Чтобы наш брак окончательно распался, понадобилось еще восемь месяцев. Когда Брайана положили в «Маунт-Синай», его родители переехали ко мне – они днями и ночами хулили меня, каждый вечер ездили со мной в больницу и никогда не оставляли нас вместе больше чем на десять минут. Посетителей в больницу пускали только с шести до семи, и его родители даже в этот час не позволяли нам быть вместе. Но если я оставалась с Брайаном наедине, он и сам ругал меня на чем свет стоит. Называл Иудой. Как я могла его запереть? Неужели я не знаю, что отправлюсь в седьмой круг – круг, где мучаются предатели? Неужели не в курсе, что мое преступление – самое страшное по книге Данте? Неужели не заметила, что уже в аду?
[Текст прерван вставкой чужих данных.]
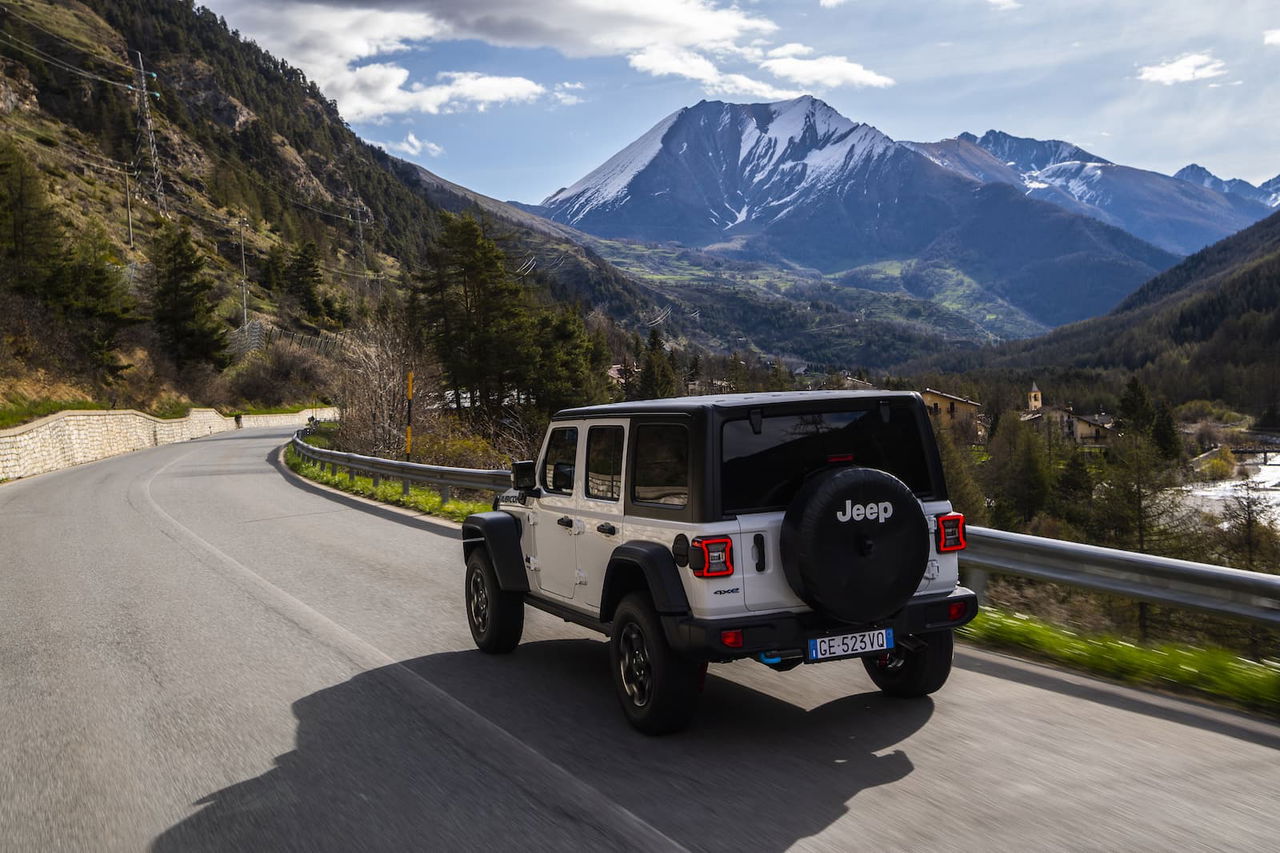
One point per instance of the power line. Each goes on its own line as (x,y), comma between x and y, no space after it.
(64,40)
(59,63)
Так или иначе, но ад вряд ли был хуже того лета. Режим Дьема[325] только что пал, буддисты один за другим совершали самосожжения в этой нелепой маленькой стране, чье название звучало все чаще и чаще – Вьетнам. Барри Голдуотер баллотировался на пост президента, предлагая отрезать Восточное побережье и утопить его в море[326]. Еще и года не прошло со дня убийства Кеннеди. Единственной надеждой нации был Линдон Джонсон – только он мог победить Голдуотера и сохранить мир. Двое белых – Гудман и Швернер – отправились на юг в Миссисипи составлять списки избирателей. Помогать им вызвался молодой черный по имени Чейни. Все трое были зверски убиты. Гарлем и Бедфорд-Стуйвесант взорвались волнениями тем летом, первым в череде таких же жарких и долгих лет. А Брайан тем временем лежал в больнице и бредил – говорил, как он собирается спасти человечество. Человечество явно никогда так не нуждалось в спасении.

Мы расходились все дальше и дальше. Это случилось не сразу и не потому, что я встретила кого-то другого. Пока Брайан лежал в больнице, я вообще не выходила из дома. Я была контужена, и мне требовалось время, чтобы прийти в себя. Но постепенно я стала понимать, насколько лучше без него, как его безумная энергия высасывала из меня все соки, как его дикие фантазии гасили мое воображение. Понемногу научилась по достоинству оценивать собственные мысли. Начала прислушиваться к собственным снам. Я словно пять лет прожила в эхо-камере, и вдруг кто-то выпустил меня оттуда.